In the US, the public discourse on the government’s responsibility to disclose vulnerabilities has been taking place for a little bit less than decade. Meanwhile in Europe this conversation is much less advanced.
The debate in the US
Thanks to the relentless efforts of the Electronic Frontier Foundation (EFF) we know that the US effort started in 2008 when President Bush ordered the development of a joint plan for dealing with offensive and defensive cyber capabilities, noting that the discovery of vulnerabilities “may present competing equities for [government] offensive and defensive mission interests”. Following the plan’s recommendations, a working group led by ODNI Mike McConnell developed a framework in 2008/09 outlining what is now called the Vulnerabilities Equities Process (VEP).
Although the VEP was implemented back in 2010, it took more than four to six years respectively for the framework to become public. Faced with mounting pressure due to the Snowden affair the Obama administration embarked internally on a ‘reinvigorated’ VEP process in 2013/14. According to declassified documents, the process set out to refine key criteria used to determine whether or not to disclose a vulnerability and pledged to focus on interagency communication to ensure that the process is followed “consistently and thoroughly.” To this end, if an agency insists on retaining a particular security flaw, it would have to argue the case before the Equities Review Board (ERB) which consists of representatives from a number of government agencies.
A problem of Terminology
One of the reasons it is difficult to talk about this subject in Europe is the similarity of terminology used to describe different aspects of vulnerability reporting and handling.
The table below lists the various terms used to describe similar yet inherently different vulnerability disclosure processes.
Vulnerability Disclosure Processes
Coordinated Vulnerability Disclosure (CVD)
A process whereby the security researcher who discovered the vulnerability coordinates with the affected vendor(s) to allow them to patch the security hole. Following the successful creation of a patch, the vulnerability information and the patch are released to the public.

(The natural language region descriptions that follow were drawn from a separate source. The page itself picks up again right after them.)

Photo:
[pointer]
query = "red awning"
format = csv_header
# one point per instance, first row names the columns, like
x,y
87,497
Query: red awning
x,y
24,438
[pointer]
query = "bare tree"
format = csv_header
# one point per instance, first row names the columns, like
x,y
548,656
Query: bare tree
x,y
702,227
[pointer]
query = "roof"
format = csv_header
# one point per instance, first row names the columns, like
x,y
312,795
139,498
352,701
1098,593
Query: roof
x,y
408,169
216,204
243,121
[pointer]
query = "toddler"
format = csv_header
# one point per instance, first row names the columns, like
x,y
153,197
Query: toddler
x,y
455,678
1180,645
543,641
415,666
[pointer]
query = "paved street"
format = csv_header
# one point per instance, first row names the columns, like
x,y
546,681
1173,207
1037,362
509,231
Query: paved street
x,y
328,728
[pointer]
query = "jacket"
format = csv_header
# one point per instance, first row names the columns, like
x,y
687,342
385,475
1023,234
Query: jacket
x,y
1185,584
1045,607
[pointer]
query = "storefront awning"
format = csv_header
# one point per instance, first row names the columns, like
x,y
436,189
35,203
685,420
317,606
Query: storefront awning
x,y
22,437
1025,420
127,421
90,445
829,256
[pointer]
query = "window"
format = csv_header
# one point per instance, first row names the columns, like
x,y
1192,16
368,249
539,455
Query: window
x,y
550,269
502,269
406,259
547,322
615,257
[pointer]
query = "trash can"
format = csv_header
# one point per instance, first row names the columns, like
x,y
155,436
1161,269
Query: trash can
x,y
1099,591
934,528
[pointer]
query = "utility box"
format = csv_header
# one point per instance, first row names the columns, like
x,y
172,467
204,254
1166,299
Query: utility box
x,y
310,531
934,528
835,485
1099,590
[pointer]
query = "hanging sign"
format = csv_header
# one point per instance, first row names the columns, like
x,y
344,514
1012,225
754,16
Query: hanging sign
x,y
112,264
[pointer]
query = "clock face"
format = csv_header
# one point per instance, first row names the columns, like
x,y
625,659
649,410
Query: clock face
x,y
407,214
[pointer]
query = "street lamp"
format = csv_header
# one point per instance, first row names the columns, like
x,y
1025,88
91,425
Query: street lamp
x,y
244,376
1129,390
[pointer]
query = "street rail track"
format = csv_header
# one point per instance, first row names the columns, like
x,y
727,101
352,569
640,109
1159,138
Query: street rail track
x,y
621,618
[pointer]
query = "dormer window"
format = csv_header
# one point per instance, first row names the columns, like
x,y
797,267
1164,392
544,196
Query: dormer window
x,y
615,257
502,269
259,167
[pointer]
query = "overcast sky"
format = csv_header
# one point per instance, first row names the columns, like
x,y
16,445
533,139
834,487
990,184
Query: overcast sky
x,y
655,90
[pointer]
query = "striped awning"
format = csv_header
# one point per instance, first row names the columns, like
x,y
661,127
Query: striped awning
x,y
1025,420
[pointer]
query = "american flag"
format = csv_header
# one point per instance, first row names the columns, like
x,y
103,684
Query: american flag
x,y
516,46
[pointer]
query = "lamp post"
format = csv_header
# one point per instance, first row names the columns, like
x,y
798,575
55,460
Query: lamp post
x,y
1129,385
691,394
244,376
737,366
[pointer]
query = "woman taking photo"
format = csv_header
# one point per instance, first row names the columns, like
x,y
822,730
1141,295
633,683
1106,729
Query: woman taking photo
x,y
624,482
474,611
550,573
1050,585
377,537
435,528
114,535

Responsible Vulnerability Disclosure
A process whereby the security researcher who discovered the vulnerability reports said vulnerability in confidentiality to the vendor. If the vendor is not responsive within a designated timeframe (Google Zero has established a widely recognized 90-day timeframe),the security researcher may release the knowledge of the vulnerability to the public.
This means that unlike CVD, the vendor may have a very limited timeframe to respond to the vulnerability, leading to a situation in which the knowledge of a vulnerability is released to the public without a patch being available.
Full Vulnerability Disclosure
As soon as the vulnerability is found, all details are published in the public domain. This approach is supposed to motivate vendors to mitigate flaws as fast as possible. However, during this time, there is a very high risk of the vulnerability being exploited with no patch available for a long period of time.
A process whereby the person who discovered the vulnerability keeps it in secret. Motivations for non-disclosure can vary from malicious intent to laziness.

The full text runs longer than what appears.